Memo to Investment Committee

I am a co-manager on a reasonably-sized endowment fund - my friend and colleague Barbara Cummings manages the bond portion of the portfolio, while I handle the equities.

This fund was recently approached by a large brokerage firm with an aggressive recommendation to move a significant portion (25%) of their assets into "alternative investments" (i.e. private equity and hedge funds).

In addition, the brokerage representative suggested adding a 12% exposure to the convertible bond market.

Then investment committee asked us to write a memo asking what we thought about their ideas. Here's what I wrote:

March 1, 2011

Asset Allocation Plan

Thank you for the opportunity to join the discussion regarding the proposed changes in your asset allocation plan.

We will state our conclusions upfront, followed by a more detailed discussion on our views on alternative investments. We hope you will not hesitate to ask us to elaborate further on any of the points discussed in this memo.


We respectfully disagree with the idea of moving 25% of the market value of your portfolio to alternative investments. For a number of reasons, we do not believe your endowment would benefit from having a large exposure to an illiquid asset class whose historic returns have been mixed at best.

We would also suggest eliminating the fund’s exposure to the convertible bond market. Convertibles by design are mediocre investments: they don’t yield as much as the senior debt of the issuing corporation, and the usual conversion premium to the common stock offers muffled returns relative to a direct investment in common stock.

In short, based on our experience, we believe that your investment portfolio would be best served by investing in a more traditional mix of publicly traded common stocks and bonds. Variations in asset classes – e.g. small vs. large-cap; domestic vs. international – could achieve the desired diversification result without sacrificing either returns or liquidity.

We understand the intellectual logic behind investing in private equity and hedge funds. However, as the financial woes of large private equity investors such as Yale and Harvard suggest, these sectors are far from the “free lunch” that private equity sponsors proclaim.


The hedge-fund world has witnessed some terrible behavior by general partners who have received huge payouts on the upside and who then, when bad results occurred, have walked away rich, with their limited partners losing back their earlier gains. Sometimes these same general partners thereafter quickly started another fund so that they could immediately participate in future profits without having to overcome their past losses. Investors who put money with such managers should be labeled patsies, not partners.

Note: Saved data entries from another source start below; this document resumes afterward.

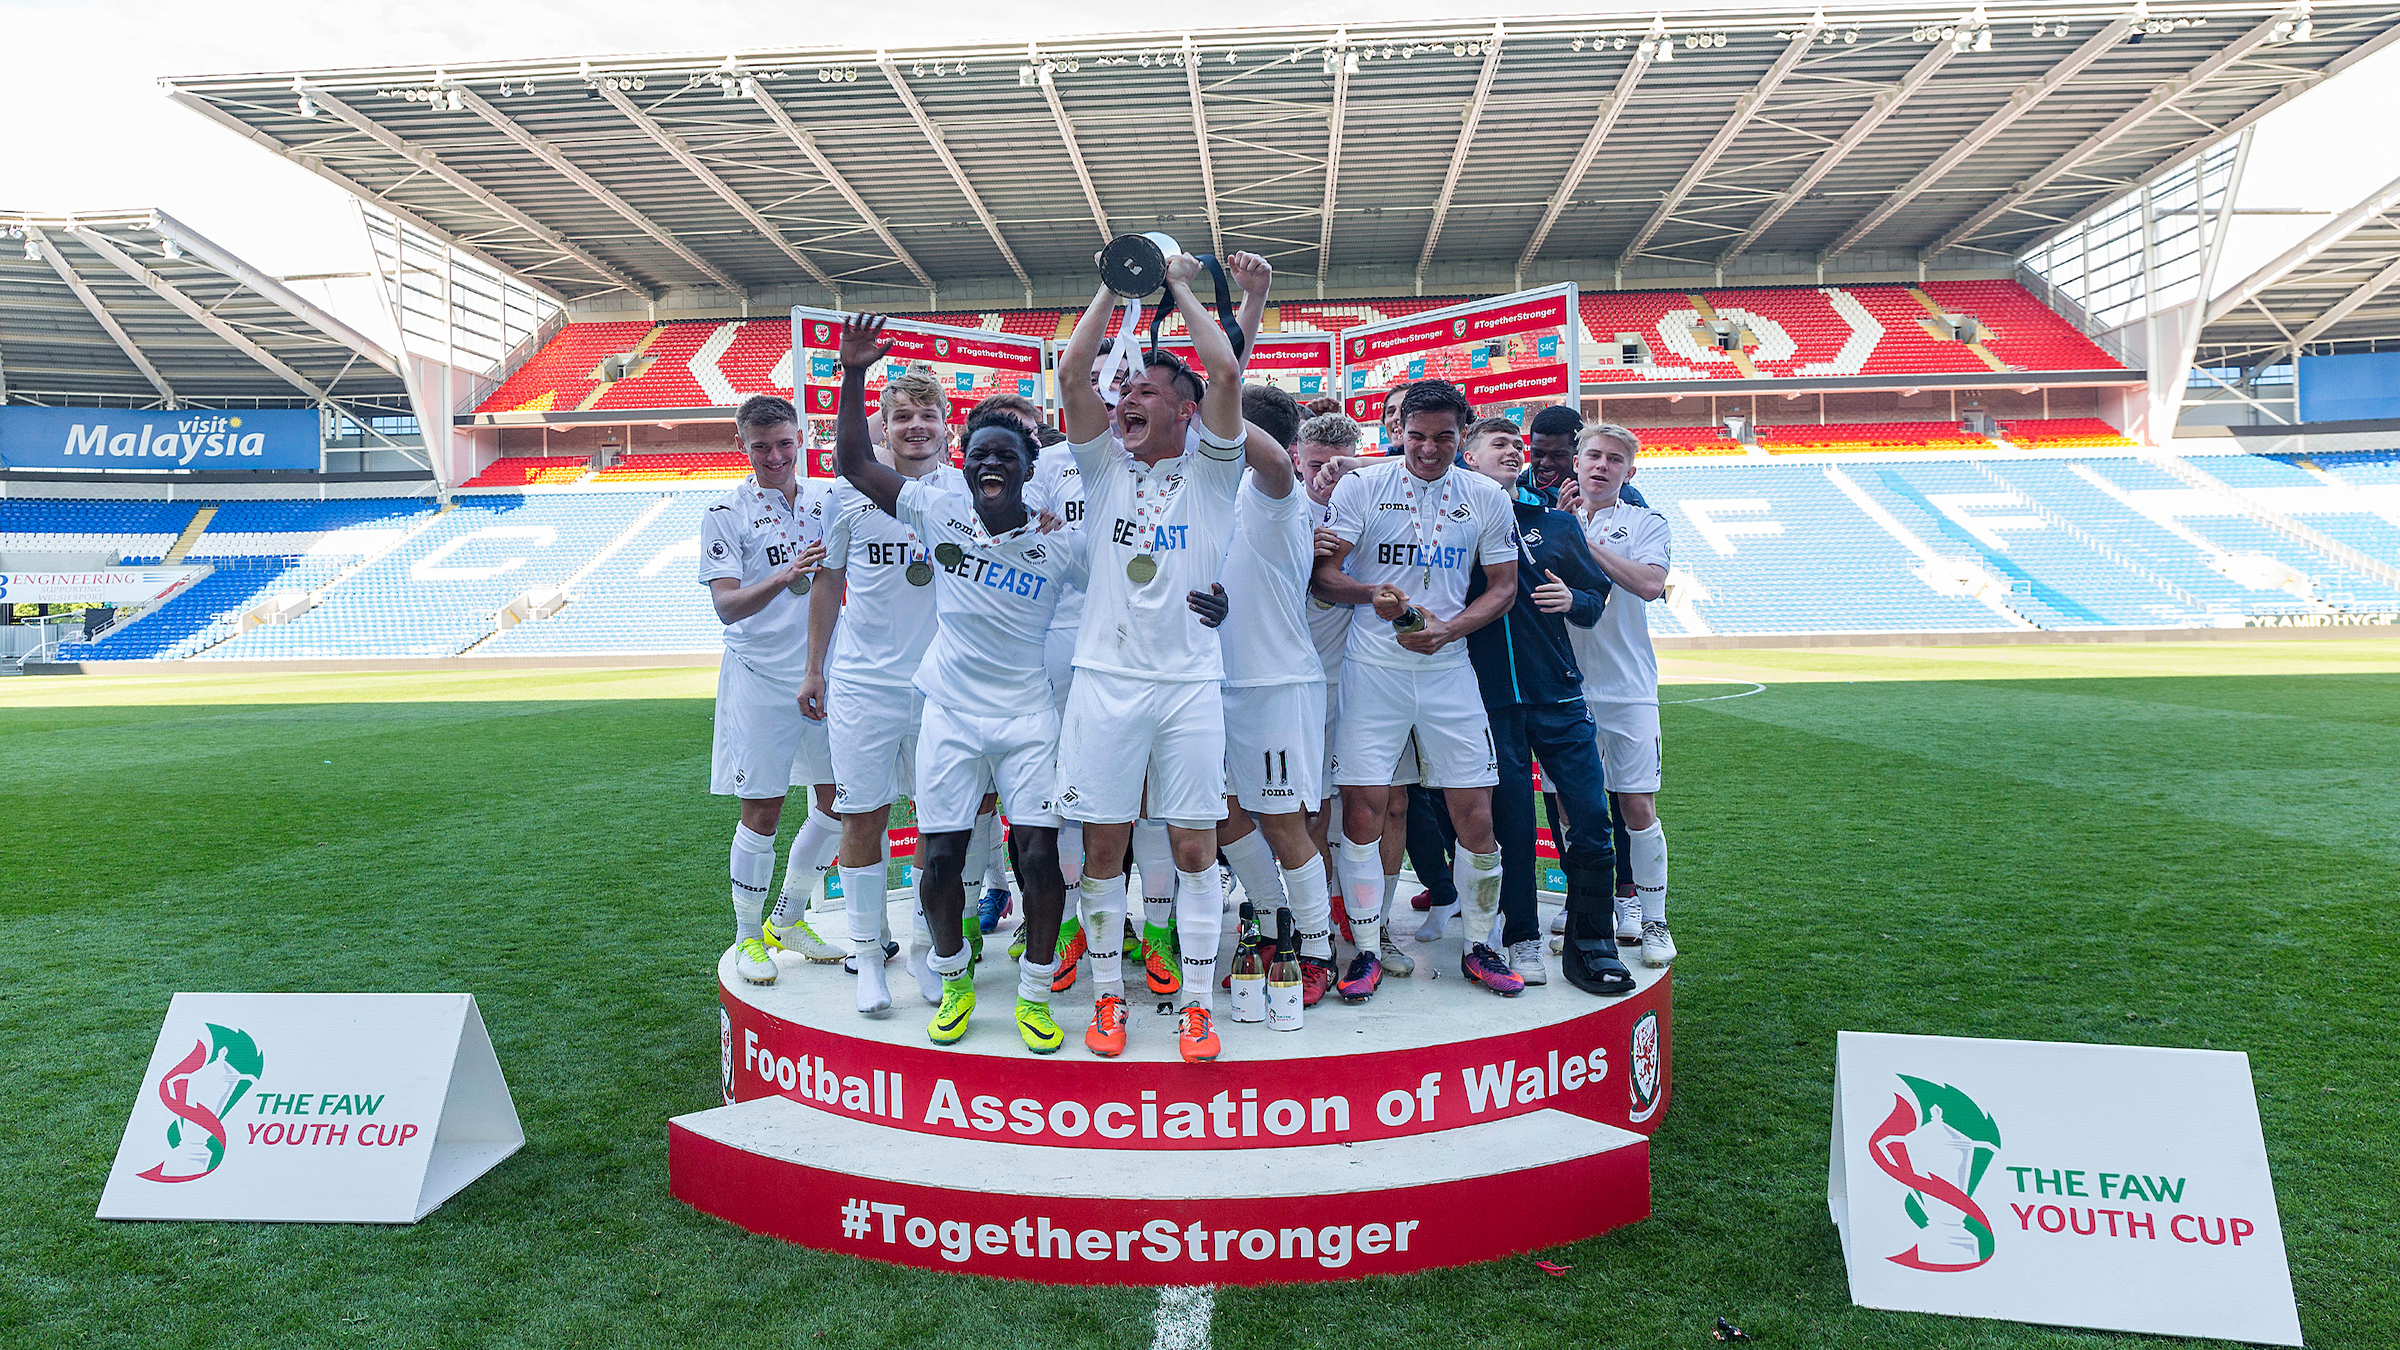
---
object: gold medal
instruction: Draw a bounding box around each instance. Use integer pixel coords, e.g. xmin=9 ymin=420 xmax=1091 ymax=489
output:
xmin=1126 ymin=554 xmax=1159 ymax=584
xmin=906 ymin=561 xmax=934 ymax=586
xmin=785 ymin=574 xmax=812 ymax=597
xmin=934 ymin=541 xmax=964 ymax=569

-Warren Buffett – 2010 Berkshire Hathaway Annual Report to Shareholders

The investment management area at the Boston Private Bank works with a number of pension and endowment clients. The typical size of our institutional relationships ranges in the area of $5 million to $20 million, with our largest relationship totaling nearly $150 million in size. In short, we have considerable practical experience in the management of endowment portfolios.

As the committee is well-aware, David Swensen at Yale University was the intellectual pioneer in directing larger endowment funds from the public markets towards the private equity and hedge fund areas. Broadly stated, Mr. Swensen’s research indicated that superior returns could generated if an investor was willing to accept less secondary market liquidity.

For years this approach seems to have worked well, and numerous other well-known endowment funds followed the Yale model and moved large portions of their portfolios into the private capital markets.

However, the last few years have demonstrated that there is no “free lunch” available in the private markets. Several problems have become apparent:

  • Superior returns from private investments often depend on the stock market. If the new issue market is not conducive to new offerings, private equity returns could suffer;

  • The ultimate payout from a private equity investment often takes years to unfold. It is not uncommon for an investor’s money to be tied up for 7 years or longer;

  • Fees can be quite large on private investing. A typical arrangement could include a 5% “placement” fee following by annual fees that can reach 2% or more;

  • Valuation of private investments can be, by definition, quite arbitrary. It is difficult to value a start-up, for example, if there has been no secondary market activity for similar companies. This obviously makes it quite difficult to determine periodic investment results;

  • Returns from private equity and hedge fund managers can vary widely. Truly superior long term results are achieved by only a handful of managers. Indeed, Mr. Swensen himself suggested that smaller institutions avoid the private equity and hedge fund arenas since only the largest and most knowledgeable institutions (e.g. Yale) have the resources to determine superior managers;

  • The actual cash returns from hedge funds can vary widely, and are often taxable as short-term capital gains. While this latter point will obviously not affect Littleton, it does illustrate that the typical hedge fund manager is incented to aggressively trade the portfolio (from both the long and short sides), often with deleterious effects on long-term returns.